What don’t you miss about living abroad? Shoebox-sized apt, no ovens, and Korean TV. There were only a handful of English-speaking channels and they mostly televised some variation of Law & Order J

Do you think you will ever move abroad again? Absolutely!

Ok, where would like to move, why and when do you think you will be able to do that? I'd love to live in South Africa, UAE, Italy, Hong Kong, Venezuela...the list goes on. As for when, I don't know. I never thought I would've lived in Korea but I did and loved it. Why? I want to experience all that life has to offer and broaden my understanding, appreciation and respect of and for others.

What lesson did you learn while living abroad?
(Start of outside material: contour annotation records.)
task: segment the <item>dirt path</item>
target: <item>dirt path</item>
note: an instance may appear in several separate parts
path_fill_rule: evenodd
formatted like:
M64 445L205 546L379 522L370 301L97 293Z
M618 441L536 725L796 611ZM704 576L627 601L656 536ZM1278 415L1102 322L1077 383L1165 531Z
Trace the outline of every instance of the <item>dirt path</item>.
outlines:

Never underestimate the value of toiletries.

If you could have the best of both worlds, what would that look like for you? A bathtub, heated floors, keyless locks, a full-size 2nd-story loft, communal dining, clothes dryer, and a crime rate so low that when you pass out on the street from inebriation, you and your belongings are intact and untampered.

Finish this sentence….Living abroad was valuable and added to me being a more well-rounded person.
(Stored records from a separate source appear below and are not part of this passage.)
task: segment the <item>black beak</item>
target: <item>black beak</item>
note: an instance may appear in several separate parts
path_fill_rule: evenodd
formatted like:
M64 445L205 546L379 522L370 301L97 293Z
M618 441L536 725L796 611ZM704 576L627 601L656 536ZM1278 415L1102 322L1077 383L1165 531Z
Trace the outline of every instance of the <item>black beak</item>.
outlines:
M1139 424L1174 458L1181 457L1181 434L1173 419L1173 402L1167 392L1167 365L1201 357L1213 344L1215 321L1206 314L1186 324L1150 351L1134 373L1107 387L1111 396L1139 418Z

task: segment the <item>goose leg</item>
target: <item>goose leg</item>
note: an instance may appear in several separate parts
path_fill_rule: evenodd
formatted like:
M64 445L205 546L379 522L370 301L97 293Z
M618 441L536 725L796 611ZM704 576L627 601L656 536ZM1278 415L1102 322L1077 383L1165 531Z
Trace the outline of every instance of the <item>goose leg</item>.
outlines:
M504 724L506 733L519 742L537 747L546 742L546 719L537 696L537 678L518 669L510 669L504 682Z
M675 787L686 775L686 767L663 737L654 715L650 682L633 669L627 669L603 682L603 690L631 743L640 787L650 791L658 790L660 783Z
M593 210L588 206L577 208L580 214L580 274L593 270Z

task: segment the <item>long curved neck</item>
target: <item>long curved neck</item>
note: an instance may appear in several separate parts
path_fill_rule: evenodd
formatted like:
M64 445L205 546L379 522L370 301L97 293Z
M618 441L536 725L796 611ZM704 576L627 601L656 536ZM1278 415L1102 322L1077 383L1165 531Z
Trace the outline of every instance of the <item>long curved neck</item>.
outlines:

Finish this sentence….Now, that I have returned home I cherish my family more.

What advice would you give someone who is about to return home from living a life abroad? Be mentally prepared for the changes you will encounter returning home as you were when you ventured abroad.

1 comment:

  1. I'm right there with Sonya - for my second time - except now I will stay home for about two years, whereas before I insisted on finding employment abroad within six months.